Contractor to Employee: Correcting Classification Errors

As a provider of payroll and benefits administration services, Dallas-based BenefitMall occasionally encounters situations in which new clients are discovered to have unintentionally misclassified workers. More often than not, this means classifying workers as contractors when they are actually employees under the law. Such errors are not reason to panic as long as the employer takes corrective measures as soon as the mistake is discovered.

This article describes what to do if your company discovers it has incorrectly classified contractors. It should be noted that misclassification is one of the most common payroll errors discovered by companies like BenefitMall. Why?
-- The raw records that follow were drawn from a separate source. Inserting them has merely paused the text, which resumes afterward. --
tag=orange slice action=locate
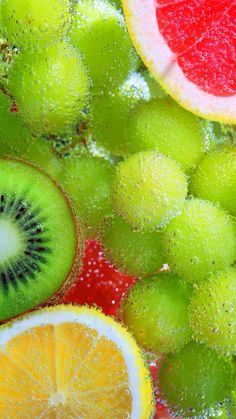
[0,306,153,419]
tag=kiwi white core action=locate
[0,219,23,265]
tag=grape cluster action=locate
[0,0,236,417]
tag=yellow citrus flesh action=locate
[0,306,153,419]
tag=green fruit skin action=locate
[69,0,137,92]
[190,146,236,216]
[59,155,114,238]
[122,273,192,353]
[163,198,236,283]
[158,342,233,417]
[189,268,236,356]
[126,98,205,172]
[0,0,71,51]
[100,216,164,276]
[142,70,167,99]
[91,73,150,156]
[112,151,187,231]
[0,92,32,149]
[8,43,89,134]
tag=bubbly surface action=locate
[189,268,236,356]
[158,342,233,417]
[112,151,187,231]
[122,273,192,354]
[163,199,236,283]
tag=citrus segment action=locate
[123,0,236,123]
[0,306,153,419]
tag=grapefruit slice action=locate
[123,0,236,124]
[0,306,153,419]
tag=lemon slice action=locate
[0,306,154,419]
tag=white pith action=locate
[123,0,236,123]
[0,307,142,419]
[0,218,22,265]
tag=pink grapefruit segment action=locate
[123,0,236,123]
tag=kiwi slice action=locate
[0,158,82,321]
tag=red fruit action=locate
[63,240,136,316]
Because IRS guidelines are fairly ambiguous despite the existence of what is known as the ‘IRS three-prong test’.

The test may only include three prongs, but there are 13 individual conditions under those three prongs. Determining the right classification is not always as easy as the IRS makes it sound.
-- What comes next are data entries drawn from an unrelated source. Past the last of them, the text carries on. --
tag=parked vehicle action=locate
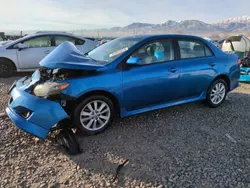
[240,54,250,83]
[6,35,240,153]
[0,32,98,77]
[222,35,250,82]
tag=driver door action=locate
[123,39,180,111]
[17,35,55,69]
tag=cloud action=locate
[0,0,250,30]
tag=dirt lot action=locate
[0,75,250,188]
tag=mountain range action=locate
[108,16,250,33]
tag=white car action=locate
[0,32,98,77]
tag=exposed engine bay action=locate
[38,67,95,82]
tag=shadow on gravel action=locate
[63,93,250,187]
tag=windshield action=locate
[87,37,142,64]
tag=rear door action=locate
[122,39,180,111]
[14,35,55,69]
[176,38,217,99]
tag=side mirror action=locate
[17,43,28,51]
[127,57,142,65]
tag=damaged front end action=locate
[6,43,102,139]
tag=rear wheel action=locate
[74,95,114,135]
[207,79,228,108]
[0,59,15,78]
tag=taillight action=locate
[238,59,242,66]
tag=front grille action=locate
[240,70,246,75]
[14,106,32,119]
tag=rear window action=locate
[226,36,241,43]
[178,39,213,59]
Step #1 – Check with the IRS

The first step in correcting a classification error is to check with the IRS to make sure an error has actually been made. Assuming you have already looked at the three-prong test and still do not have an answer, you can go directly to the IRS by filing Form SS-8, Determination of Worker Status for Purposes of Federal Employment Taxes and Income Tax Withholding. It is a four-page form that asks dozens of questions the IRS will use to determine whether the worker in question is a contractor or an employee.

Step #2 – Notify the Employee

Assuming step #1 does verify that the worker is an employee rather than a contractor, the next step is to notify the worker of his or her change of status. It is best to do so in writing so as to protect the employer against future litigation. The notice should be dated and, if mailed, sent either certified mail or with signature confirmation requested.
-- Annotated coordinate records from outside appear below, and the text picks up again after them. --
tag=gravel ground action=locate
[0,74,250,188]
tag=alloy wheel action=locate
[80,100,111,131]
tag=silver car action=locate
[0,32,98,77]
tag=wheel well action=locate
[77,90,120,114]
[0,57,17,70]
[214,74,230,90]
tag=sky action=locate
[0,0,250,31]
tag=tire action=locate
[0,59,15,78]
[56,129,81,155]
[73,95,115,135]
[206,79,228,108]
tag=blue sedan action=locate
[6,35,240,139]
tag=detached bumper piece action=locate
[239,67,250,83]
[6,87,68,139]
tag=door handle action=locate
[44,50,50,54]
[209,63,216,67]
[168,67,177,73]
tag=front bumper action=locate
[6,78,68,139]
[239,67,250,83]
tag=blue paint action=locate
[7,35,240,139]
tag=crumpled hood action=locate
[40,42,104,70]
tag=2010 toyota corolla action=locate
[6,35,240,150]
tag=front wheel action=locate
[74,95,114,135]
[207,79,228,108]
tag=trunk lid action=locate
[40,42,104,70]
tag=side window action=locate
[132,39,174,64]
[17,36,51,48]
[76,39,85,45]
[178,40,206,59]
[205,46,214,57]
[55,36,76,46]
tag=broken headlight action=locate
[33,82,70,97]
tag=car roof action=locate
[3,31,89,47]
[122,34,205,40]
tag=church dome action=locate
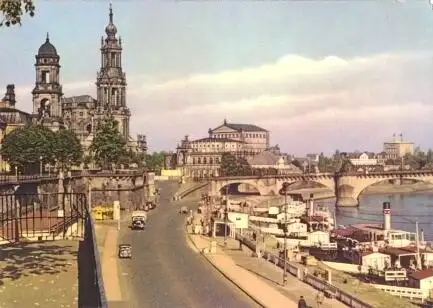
[38,34,57,56]
[105,22,117,36]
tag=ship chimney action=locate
[308,194,314,217]
[383,202,391,231]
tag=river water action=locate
[317,192,433,241]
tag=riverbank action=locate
[363,182,433,195]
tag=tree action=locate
[53,129,83,169]
[145,152,166,172]
[90,118,128,168]
[0,0,35,27]
[292,159,304,171]
[220,153,252,176]
[1,124,56,172]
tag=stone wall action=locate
[0,174,151,210]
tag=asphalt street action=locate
[115,182,259,308]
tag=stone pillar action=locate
[113,201,120,220]
[335,195,359,207]
[209,181,221,197]
[54,171,66,210]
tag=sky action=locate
[0,0,433,155]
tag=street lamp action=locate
[39,156,43,177]
[224,184,230,247]
[283,183,289,285]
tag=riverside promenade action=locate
[186,227,298,308]
[0,240,78,308]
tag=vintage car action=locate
[119,244,132,259]
[146,201,156,210]
[131,211,147,230]
[179,206,189,214]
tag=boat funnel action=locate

Step #3 – Get the Worker on the Books

Once notice has been given, it is time to put the employee on the books. That means having him or her fill out a W-4 for withholding purposes. The HR department will also have to gather any other information necessary to complete its records. The employee will have to be entered into payroll software under the new classification as well.

In order to make all this work as it should, the HR department will also have to figure out a normal rate of pay. You may have paid the worker piecemeal during the period you had him or her classified as a contractor, but that will not do for an employee on the books. A definite pay rate has to be determined in order to comply with federal law. That pay rate can be hourly or salary based.

Step #4 – Determine Exemption Status

Lastly, the HR department has to determine whether the employee is classified as being exempt from overtime pay. All hourly workers are considered non-exempt. That is to say they receive one-and-a-half times their regular rate for hours worked in excess of 40 per week. If the newly classified worker is a salaried worker, he or she may be exempt according to federal law. It is up to the HR department to make that determination.

BenefitMall points out that each of the steps listed here are things that payroll services normally provide. That’s one of the big benefits of taking payroll out of the office and turning it over to a qualified service provider. Payroll providers can help resolve classification errors quickly, efficiently, and in full compliance with the law.